Classe 1971, la prima giocatrice bielorussa di livello assoluto è stata dunque Natasha Zvereva. Predestinata fin dalla giovane età, quando ancora rappresentava l’Unione Sovietica, Natasha brucia le tappe e poco più che quindicenne fa suo il titolo juniores di Wimbledon nel 1986. L’anno dopo domina il circuito giovanile (Roland Garros, Wimbledon, US Open e Orange Bowl) e chiude la stagione con due finali perse in quello maggiore e un ranking da top-30. L’ottantotto è l’anno della svolta: il doppio, destabilizzante 6-0 patito a Parigi non la scalfisce più di tanto e, pur continuando a perdere finali (Eastbourne, Montreal, Worcester), il solo fatto di giocarle le garantisce una classifica da prime dieci e i quarti al Masters WTA di New York.
Il carattere mite e una certa qual remissività solo apparente aiuteranno a comprendere il suo bilancio negativo in carriera nelle finali (4-15) ma non spiegheranno il gesto di reazione in una di queste (Hilton Head 1989) quando, al microfono del compianto Bud Collins, sventolerà l’assegno appena ricevuto affermando: “Per me questa è solo carta” in riferimento al fatto che i suoi guadagni finivano quasi interamente nelle tasche dello stato.
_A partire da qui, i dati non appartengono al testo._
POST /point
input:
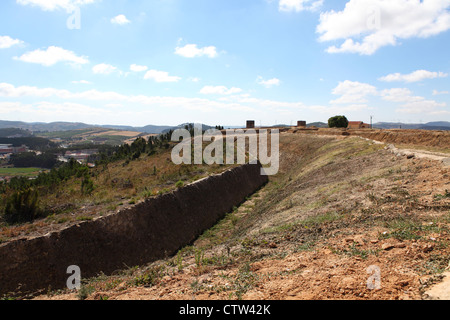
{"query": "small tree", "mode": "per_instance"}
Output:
(338, 122)
(87, 186)
(22, 206)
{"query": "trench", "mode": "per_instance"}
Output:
(149, 231)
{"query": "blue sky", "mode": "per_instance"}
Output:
(166, 62)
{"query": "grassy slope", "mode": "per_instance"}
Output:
(117, 185)
(333, 210)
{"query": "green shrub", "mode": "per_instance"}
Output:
(179, 184)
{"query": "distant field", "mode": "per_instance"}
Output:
(20, 171)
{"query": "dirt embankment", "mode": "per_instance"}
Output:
(426, 138)
(151, 230)
(345, 218)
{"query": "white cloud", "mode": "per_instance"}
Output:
(192, 51)
(81, 82)
(52, 5)
(221, 90)
(369, 25)
(120, 20)
(138, 68)
(51, 56)
(103, 68)
(299, 5)
(435, 92)
(7, 42)
(411, 103)
(415, 76)
(268, 83)
(353, 92)
(160, 76)
(194, 79)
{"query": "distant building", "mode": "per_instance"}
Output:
(358, 125)
(9, 149)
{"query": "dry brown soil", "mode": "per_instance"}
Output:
(340, 207)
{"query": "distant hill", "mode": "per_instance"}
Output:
(39, 126)
(318, 124)
(67, 126)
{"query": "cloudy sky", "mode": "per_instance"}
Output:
(166, 62)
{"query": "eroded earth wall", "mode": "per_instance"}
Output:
(149, 231)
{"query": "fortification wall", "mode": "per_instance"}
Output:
(149, 231)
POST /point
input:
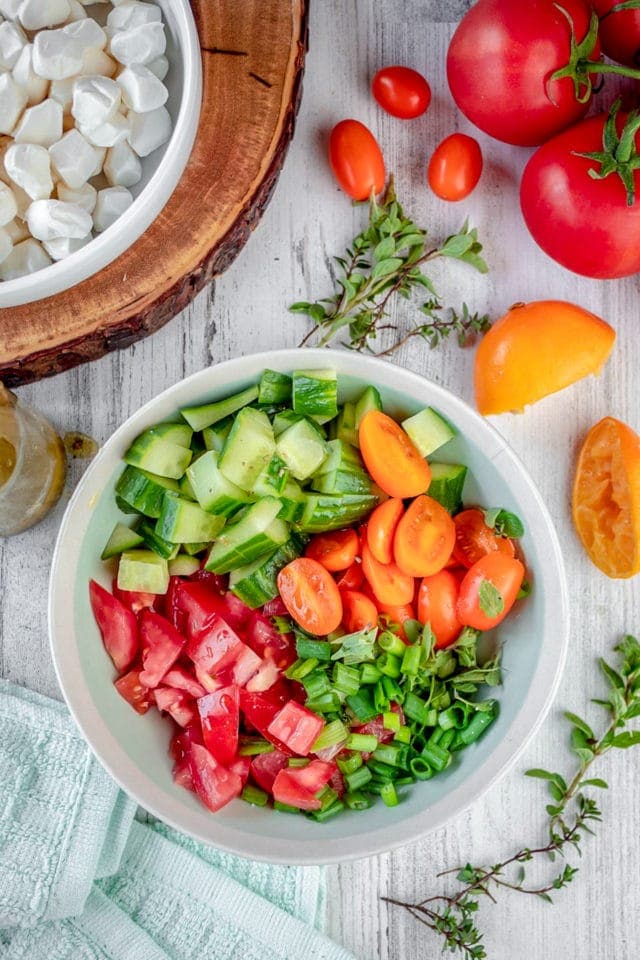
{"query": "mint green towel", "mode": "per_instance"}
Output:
(158, 895)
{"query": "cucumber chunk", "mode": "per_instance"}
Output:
(370, 400)
(302, 449)
(182, 521)
(212, 490)
(143, 571)
(157, 455)
(248, 448)
(143, 491)
(315, 394)
(447, 482)
(427, 430)
(204, 416)
(274, 387)
(257, 533)
(122, 538)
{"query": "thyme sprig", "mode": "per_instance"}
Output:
(386, 260)
(570, 815)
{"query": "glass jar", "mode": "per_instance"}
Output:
(33, 465)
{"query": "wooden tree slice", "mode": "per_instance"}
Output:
(253, 58)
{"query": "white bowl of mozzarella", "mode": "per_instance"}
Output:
(99, 109)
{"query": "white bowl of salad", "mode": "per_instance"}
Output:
(306, 606)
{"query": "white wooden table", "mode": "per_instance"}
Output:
(307, 222)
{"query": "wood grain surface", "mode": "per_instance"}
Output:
(287, 259)
(253, 57)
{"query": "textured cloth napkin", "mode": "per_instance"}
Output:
(157, 895)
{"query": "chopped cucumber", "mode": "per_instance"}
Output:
(122, 538)
(215, 436)
(248, 448)
(183, 566)
(447, 482)
(157, 455)
(302, 449)
(274, 387)
(370, 400)
(143, 491)
(143, 571)
(204, 416)
(325, 512)
(428, 431)
(212, 490)
(182, 521)
(254, 535)
(315, 394)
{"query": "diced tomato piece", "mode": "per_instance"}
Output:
(220, 719)
(117, 625)
(215, 785)
(297, 727)
(161, 647)
(180, 678)
(298, 786)
(134, 692)
(266, 766)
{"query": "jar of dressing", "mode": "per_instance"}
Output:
(33, 465)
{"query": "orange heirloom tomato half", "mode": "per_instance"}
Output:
(311, 596)
(536, 349)
(391, 457)
(424, 538)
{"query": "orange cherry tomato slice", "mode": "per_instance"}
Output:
(381, 527)
(311, 596)
(388, 583)
(391, 457)
(437, 599)
(474, 539)
(424, 538)
(335, 550)
(359, 612)
(485, 607)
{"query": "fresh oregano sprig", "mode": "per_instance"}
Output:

Di lì a poco la nativa di Minsk si fa mettere sotto contratto dall’agenzia Pro-Serv e solo l’imminente disfacimento dell’URSS minimizza l’entità del gesto, assolutamente rivoluzionario all’epoca in cui venne compiuto.
Pur con un best-ranking da n°5 e almeno i quarti di finale in ciascuna prova del Grande Slam, non sarà certo il singolare a renderle la gloria che merita; piuttosto, lo sarà la decisione di fare coppia fissa in doppio con la statunitense di Portorico Gigi Fernandez. Dopo un ’91 da rivali e con tre slam a testa già in bacheca, l’anno dopo le due scelgono di compensarsi a vicenda (la calma, gli angoli, le rotazioni e i lob di Natasha con l’irruenza, il servizio, le volee e lo spettacolo di Gigi) e nel triennio ‘92-’94 “Ice and Fire” vincono nove dei dodici major a cui partecipano (sei consecutivi) e sfiorano per ben due volte il Grande Slam. Saranno tre semifinali a negare loro il passaggio dalla stanza della storia a quella della leggenda: le prime due (Australian Open 1992 e US Open 1993) per mano di Sanchez-Sukova, che poi si prenderanno il trofeo; la terza, la più bruciante, contro Katerina Maleeva e Robin White, di nuovo a Flushing Meadows nel 1994. Natasha e Gigi continueranno a vincere insieme fino a Wimbledon ’97 (per un totale di 14 slam, oltre a due Masters) ed entreranno insieme nella Hall of Fame di Newport, nel 2010. Per finire, Zvereva sarà la prima tennista del suo paese a conquistare la prima posizione mondiale (in doppio), mantenuta per un totale di 124 settimane (quinto posto assoluto dietro Martina Navratilova, Liezel Huber, Cara Black e Lisa Raymond)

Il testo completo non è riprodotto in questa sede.